The Great Siege of Malta of 1565 pitted the all-conquering armies of the Turkish sultan Sulieman the Magnificent against a determined band of Christian defenders led by about 1,000 Knights of St. John. Captained by their gallant Grand Master, Jean Parisot de la Valette, the Christians were determined to fight to the last man for Malta. Though outnumbered more than five-to-one, the Knights and their Maltese allies held the Turkish host and their gigantic artillery pieces at bay for over three months in one of the most heroic displays of military valor since Thermopylae. I decided to read this book because the siege is an amazing moment in history, and the other fictionalized account of it which I read previously (Angels in Iron by Nicholas Prata) was a memorable work which vividly brings to life the Knights of Saint John as well as their Turkish antagonists.

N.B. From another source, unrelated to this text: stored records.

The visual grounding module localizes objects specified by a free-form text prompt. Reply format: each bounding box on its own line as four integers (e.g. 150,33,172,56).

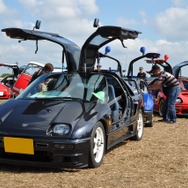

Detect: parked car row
0,20,187,168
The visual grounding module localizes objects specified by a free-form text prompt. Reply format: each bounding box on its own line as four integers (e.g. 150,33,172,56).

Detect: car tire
133,110,144,141
89,122,106,168
159,99,165,117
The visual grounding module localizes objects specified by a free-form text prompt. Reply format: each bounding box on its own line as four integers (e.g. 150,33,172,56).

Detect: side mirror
105,46,111,54
140,46,146,55
33,20,41,30
93,18,99,27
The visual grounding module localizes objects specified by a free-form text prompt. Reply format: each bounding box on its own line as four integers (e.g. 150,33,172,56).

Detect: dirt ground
0,113,188,188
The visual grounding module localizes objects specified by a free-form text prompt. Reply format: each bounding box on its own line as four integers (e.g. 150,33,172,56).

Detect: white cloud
156,7,188,41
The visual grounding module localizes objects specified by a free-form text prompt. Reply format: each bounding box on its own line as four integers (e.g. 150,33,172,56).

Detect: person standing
149,65,180,123
137,67,146,79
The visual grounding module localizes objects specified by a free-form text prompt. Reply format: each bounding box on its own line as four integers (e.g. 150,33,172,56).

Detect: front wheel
134,110,144,141
89,122,106,168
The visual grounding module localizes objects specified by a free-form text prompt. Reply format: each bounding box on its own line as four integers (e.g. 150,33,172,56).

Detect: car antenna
33,20,41,54
93,18,99,27
33,20,41,30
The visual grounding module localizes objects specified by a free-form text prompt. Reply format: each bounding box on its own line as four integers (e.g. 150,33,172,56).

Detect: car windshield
18,73,107,103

The Religion by Tim Willocks, on the other hand, chooses this epochal siege as the grand setting for a tawdry tale that does violence to both history and good taste. The main protagonist (Tannhauser) is a former Christian, former Janissary and current new-agey libertine materialist with a penchant for wenching, opium, and extreme violence. All of the antagonists, without exception, are Roman Catholic priests and monks--including the shadowy figure of one Michele Ghislieri who would become Pope Saint Pius V. The "Black Legend" looms large in this novel, and the Inquisition (cue scary organ music), imagined as KGB-like spy network that engages in wanton extralegal brutality, plays a major role--at one point even conspiring to murder Grand Master La Valette himself.

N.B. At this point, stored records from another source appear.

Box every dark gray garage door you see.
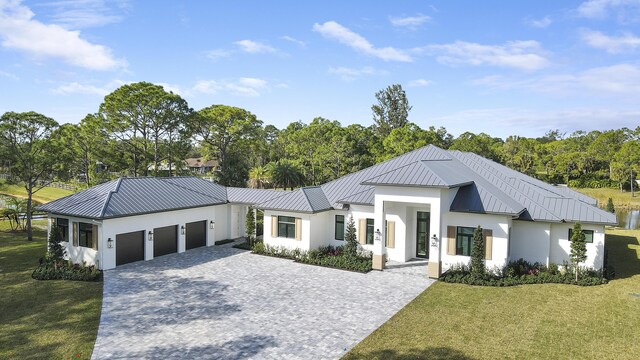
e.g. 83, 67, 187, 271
116, 231, 144, 266
186, 220, 207, 250
153, 225, 178, 257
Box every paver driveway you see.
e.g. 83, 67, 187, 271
92, 240, 433, 359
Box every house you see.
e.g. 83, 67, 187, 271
40, 145, 616, 277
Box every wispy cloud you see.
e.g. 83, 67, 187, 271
389, 14, 431, 30
407, 79, 433, 87
424, 40, 549, 70
0, 1, 126, 70
280, 35, 307, 47
329, 66, 385, 81
193, 77, 269, 97
526, 16, 553, 29
581, 30, 640, 54
234, 40, 277, 54
313, 21, 413, 62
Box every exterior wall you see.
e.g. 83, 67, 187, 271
550, 223, 605, 269
98, 205, 220, 270
440, 212, 511, 270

I will give the author credit in that the novel is, for the most part, decently written and he has done enough research to get the basic facts and timeline of events correct. The Religion, however, suffers from the following flaws that made it almost unreadable in my opinion:
- The fictional main character is a sort of deus ex machina responsible for all the defenders' winning stratagems. Rather than give La Valette and his knights credit for their amazing strategic and tactical vision as recorded by history, the author makes them hyper-violent pawns who put Tannhauser's brilliant ideas into practice. It's a good thing this fictional superman showed up, or else the battle would have gone quite differently. Sigh.

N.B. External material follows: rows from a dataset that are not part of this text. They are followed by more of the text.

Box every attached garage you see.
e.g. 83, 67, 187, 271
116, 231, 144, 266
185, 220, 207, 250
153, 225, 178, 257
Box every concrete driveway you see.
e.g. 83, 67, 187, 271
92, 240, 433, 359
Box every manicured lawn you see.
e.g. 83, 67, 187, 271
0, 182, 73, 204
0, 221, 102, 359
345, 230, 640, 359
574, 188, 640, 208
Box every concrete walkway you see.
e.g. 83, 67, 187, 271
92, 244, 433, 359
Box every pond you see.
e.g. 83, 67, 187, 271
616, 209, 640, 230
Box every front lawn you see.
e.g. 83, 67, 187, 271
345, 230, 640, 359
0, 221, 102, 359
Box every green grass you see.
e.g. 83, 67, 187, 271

- Unnecessary and ubiquitous sex scenes. If you can't stomach sex acts described in grotesque detail, skip this book because there are many such scenes. Way too many. And seriously tacky ones, too. And like a cheesy romance novel, the sex scenes often happen in wholly ludicrous circumstances. There is also a hideous rape scene. By page 100, the author has pretty much exhausted his catalog of terms for a woman's private parts.
- Strange portrayal of women characters. As an unsurprising adjunct to the above, the main women characters in the book are basically two-dimensional sex-toys who both manage to fall for the hero at the same time and yet not despise each other. Given the author's understanding of "love" as little more than an answer to the urgent call of one's generative organs, this is perhaps not surprising
- A slavish dedication to 21st century moral and political trends that made the plot predictable. For example, Catholicism is treated with a contempt that has become practically de rigueur for novelists these days. The author makes up atrocities out of whole cloth to sully the Catholic characters--particularly the Knights. The Catholic characters are all either bloodthirsty fanatics, ignorant barbarians, base hypocrites, scheming churchmen, or deluded simpletons who come to their senses thanks to the syncretist wisdom of Tannhauser. At the same time, Islam is handled with kid gloves. While the author moralizes endlessly about the warlike activities of the Christians, he offers no such condemnation of the fact that the Turks are waging an aggressive war of conquest in the first place. The process of "recruiting" Janissaries was glossed over. The term "bastinado" is mentioned but never explained. The few Turks who are given more than a cursory treatment are noble intellectuals or joyful, kind-hearted common folk. Once you understand that these views are built into the plot, the outcome of the tale will be unsurprising.
In summary, if you are a secular sort who enjoys historical fiction that's loaded with sex and takes plentiful cheap-shots at Catholicism, you'll no doubt love this book. If you'd prefer to read a novelization of the Great Siege which is dramatic, intense and close to the history without all the excess baggage, I would heartily recommend Angels in Iron as mentioned above.